All but a handful of the workers here had no criminal record, court documents showed.
“My family is worried in Guatemala,” one defendant, Erick Tajtaj, entreated the federal district judge who sentenced him, Mark W. Bennett. “I ask that you deport us as soon as possible, that you do us that kindness so we can be together again with our families.”
No charges have been brought against managers or owners at Agriprocessors, but there were indications that prosecutors were also preparing a case against the company. In pleading guilty, immigrants had to agree to cooperate with any investigation. […]
Since 2004, the plant has faced repeated sanctions for environmental and worker safety violations. It was the focus of a 2006 exposé in The Jewish Daily Forward and a commission of inquiry that year by Conservative Jewish leaders.

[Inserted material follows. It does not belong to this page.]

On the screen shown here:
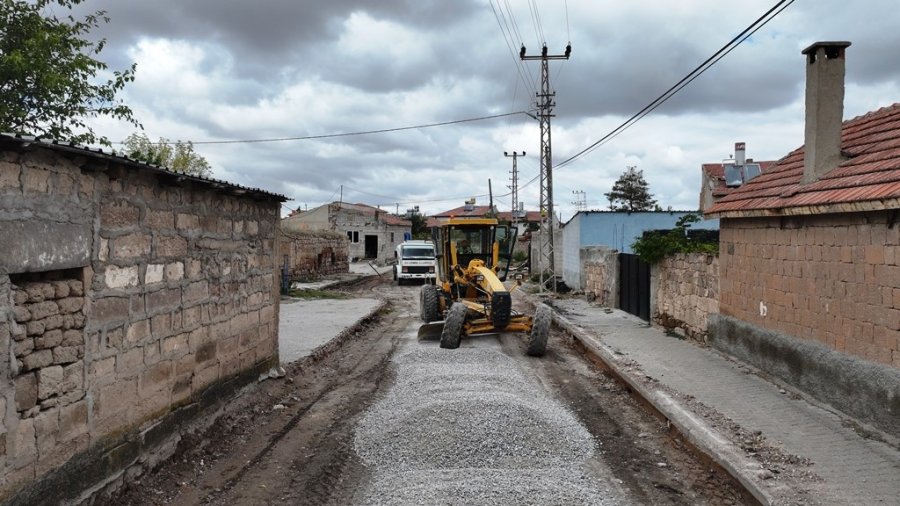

In Postville, workers from the plant, still feeling aftershocks from the raid, said conditions there were often harsh. In interviews, they said they were often required to work overtime and night shifts, sometimes up to 14 hours a day, but were not consistently paid for the overtime. […]
Robert Rigg, a Drake University law professor who is president of the Iowa Association of Criminal Defense Lawyers, said his group was not consulted when prosecutors and court officials began to make plans, starting in December, for the mass proceedings.
“You really are force feeding the system just to churn these people out,” Mr. Rigg said.
Kathleen Campbell Walker, president of the American Immigration Lawyers Association, said that intricate issues could arise in some cases, for example where immigrants had children and spouses who were legal residents or United States citizens. Those issues “could not be even cursorily addressed in the time frame being forced upon these individuals and their overburdened counsel.”
Linda R. Reade, the chief judge who approved the emergency court setup, said she was confident there had been no rush to justice. In an interview, Judge Reade said prosecutors had organized the immigrants’ detention to make it easy for their lawyers to meet with them. The prosecutors, she said, “have tried to be fair in their charging.”
The immigration lawyers, Judge Reade said, “do not understand the federal criminal process as it relates to immigration charges.” [emphasis added]
As Economist’s View pointed out, how can Judge Reade deem these proceedings fair if the immigration lawyers didn’t “understand the federal criminal process as it relates to immigration charges”?
How can the immigrants’ lawyers possibly prepare for the trials of almost 300 individuals (with 300 different backgrounds and circumstances) in less than twelve days?
Many immigrants already don’t go to the police when confronted with violence/crime due to fear that they’ll be deported. Do you really think they’ll try to appeal this gross violation of due process when confronted with two years in prison on top of imminent deportation?
Why did the Bush administration choose to do this now in their lame duck period?
The article also points out that the planning for these proceedings started back in December. They didn’t know the exact identities of the people they would be arresting in the raid, they didn’t know each individual’s circumstances, and yet they knew they’d be doing enough sentencing to warrant setting up a sentencing court to process all these people on the same day as their trial? That doesn’t sound very “innocent until proven guilty,” huh?
This was never going to be fair from the start. It’s not even “guilty until proven innocent,” because the immigrants were silenced with the threat of two year imprisonment.
What the hell is wrong with this country?